La sesta verità ci porta alla gestione della povertà e della ricchezza, che ha visto prevalere la prima sulla seconda, contrariamente al solito: è venuto a crearsi un senso di vergogna nei confronti della ricchezza e dell’arricchimento capitalistico, tacciato di opportunismo, così che equità non ha nessun altro significato che uguaglianza. Il fatto strano è che le forti divisioni tra classi sociali createsi durante la dinastia di Muhammad Ali sono state proprio quelle che hanno portato alla rivoluzione contro la stessa. La riforma agricola ha portato al declino della produzione, mentre l’industria ha portato il governo a perdere il controllo sul capitale. Questo ha trascinato all’indebitamento e alla povertà generale, e quindi alle riforme del Fondo Monetario Internazionale del 1991. Dopo 20 anni, il risultato sono state due rivoluzioni in cui tutti volevano distribuire la ricchezza, ma non i suoi frutti.

La settima verità è che abbiamo fatto bene a valorizzare le istituzioni dello Stato contemporaneo, così come i media con tutte le loro ramificazioni. Ma non abbiamo compreso a fondo nessuna di queste cose e, quando c’è stata l’occasione, il potere giudiziario non si è fatto problemi a interferire con il potere esecutivo, così come il presidente del parlamento ha deciso di chiudere i cambiavalute senza cognizione delle conseguenze (riduzione della competitività, svalutazione e fuga della forza lavoro all’estero).

L’ottava verità, che forse avrebbe dovuto essere la prima, è che molte parole del vocabolario politico hanno acquisito un significato proprio in Egitto: la libertà si è persa nel caos e l’uguaglianza ha ucciso la creatività. Per quanto riguarda la cittadinanza, sia durante la rivoluzione del 1919 che di gennaio 2011, si pensava che il sangue versato sarebbe confluito nell’arteria dell’unità nazionale, ma la realtà era assolutamente diversa da ogni desiderio.

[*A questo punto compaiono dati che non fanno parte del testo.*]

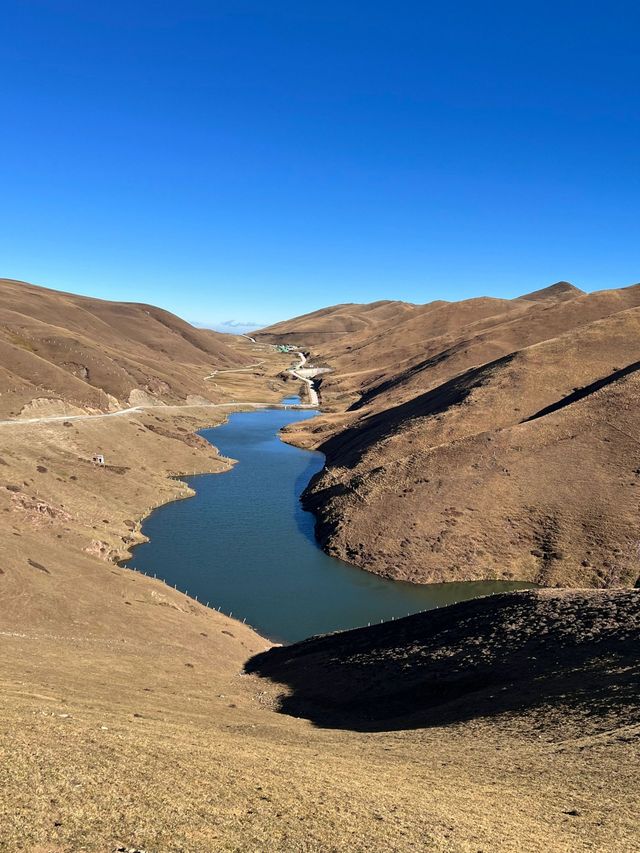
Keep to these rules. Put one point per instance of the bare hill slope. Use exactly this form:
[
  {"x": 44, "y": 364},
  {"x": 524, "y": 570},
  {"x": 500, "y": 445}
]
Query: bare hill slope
[
  {"x": 564, "y": 656},
  {"x": 92, "y": 354},
  {"x": 497, "y": 446}
]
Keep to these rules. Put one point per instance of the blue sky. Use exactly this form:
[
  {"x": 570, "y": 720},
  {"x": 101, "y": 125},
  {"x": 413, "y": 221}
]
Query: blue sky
[{"x": 251, "y": 161}]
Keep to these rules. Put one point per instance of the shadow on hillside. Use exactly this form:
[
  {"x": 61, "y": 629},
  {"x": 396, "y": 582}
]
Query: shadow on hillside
[
  {"x": 574, "y": 654},
  {"x": 581, "y": 393},
  {"x": 351, "y": 442}
]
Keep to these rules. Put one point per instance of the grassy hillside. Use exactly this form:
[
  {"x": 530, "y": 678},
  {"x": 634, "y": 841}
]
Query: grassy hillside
[
  {"x": 486, "y": 439},
  {"x": 99, "y": 355}
]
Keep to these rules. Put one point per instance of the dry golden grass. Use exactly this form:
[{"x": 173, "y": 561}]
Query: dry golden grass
[{"x": 126, "y": 718}]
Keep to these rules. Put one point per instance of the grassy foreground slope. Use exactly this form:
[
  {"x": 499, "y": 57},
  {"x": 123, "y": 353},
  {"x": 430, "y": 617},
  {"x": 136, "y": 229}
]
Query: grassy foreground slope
[
  {"x": 128, "y": 718},
  {"x": 483, "y": 440}
]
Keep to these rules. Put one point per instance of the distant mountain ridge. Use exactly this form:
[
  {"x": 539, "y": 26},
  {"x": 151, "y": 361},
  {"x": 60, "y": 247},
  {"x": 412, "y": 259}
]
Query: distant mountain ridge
[
  {"x": 94, "y": 354},
  {"x": 460, "y": 445}
]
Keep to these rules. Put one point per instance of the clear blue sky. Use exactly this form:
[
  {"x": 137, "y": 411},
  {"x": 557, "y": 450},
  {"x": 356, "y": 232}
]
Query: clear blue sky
[{"x": 255, "y": 160}]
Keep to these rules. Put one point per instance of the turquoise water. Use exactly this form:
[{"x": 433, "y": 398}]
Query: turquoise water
[{"x": 244, "y": 543}]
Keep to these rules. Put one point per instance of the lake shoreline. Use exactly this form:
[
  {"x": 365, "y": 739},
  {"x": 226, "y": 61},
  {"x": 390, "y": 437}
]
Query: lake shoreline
[{"x": 255, "y": 574}]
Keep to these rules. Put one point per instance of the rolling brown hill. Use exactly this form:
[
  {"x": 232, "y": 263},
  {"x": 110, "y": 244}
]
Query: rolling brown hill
[
  {"x": 568, "y": 657},
  {"x": 486, "y": 439},
  {"x": 128, "y": 719},
  {"x": 92, "y": 354}
]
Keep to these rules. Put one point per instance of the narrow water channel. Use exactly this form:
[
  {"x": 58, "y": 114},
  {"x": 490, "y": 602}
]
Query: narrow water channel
[{"x": 244, "y": 543}]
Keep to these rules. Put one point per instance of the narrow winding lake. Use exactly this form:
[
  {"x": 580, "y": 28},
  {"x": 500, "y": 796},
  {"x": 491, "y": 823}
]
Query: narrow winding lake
[{"x": 244, "y": 543}]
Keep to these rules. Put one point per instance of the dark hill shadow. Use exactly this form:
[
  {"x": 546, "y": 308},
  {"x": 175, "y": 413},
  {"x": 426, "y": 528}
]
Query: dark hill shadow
[
  {"x": 351, "y": 442},
  {"x": 572, "y": 651},
  {"x": 581, "y": 393}
]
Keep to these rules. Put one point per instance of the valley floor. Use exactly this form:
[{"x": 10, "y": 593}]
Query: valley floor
[{"x": 126, "y": 717}]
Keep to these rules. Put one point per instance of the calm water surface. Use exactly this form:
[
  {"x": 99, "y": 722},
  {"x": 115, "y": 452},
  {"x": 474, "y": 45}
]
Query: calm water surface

Certo da noi non è successo quello che è successo in altri Stati tra sunniti e sciiti, tra questi e i curdi o con i cristiani o zayditi, ma è difficile accostare l’odierno stato di fatto egiziano con i contenuti delle costituzioni e normative egiziane.

Se il cammino egiziano continuerà su questa strada non migliorerà, perché sappiamo che siamo fatti di una pasta unica, e una pasta senza eguali alla quale non si applica ciò che si applica a tutti gli altri. Ma questo richiede sforzi e volontà, così da superare e far conciliare Stato e rivoluzione.

Abdel Monem Said è amministratore delegato del quotidiano egiziano Al-Masry al-Youm, nonché amministratore delegato e direttore del Centro Regionale di Studi Strategici del Cairo.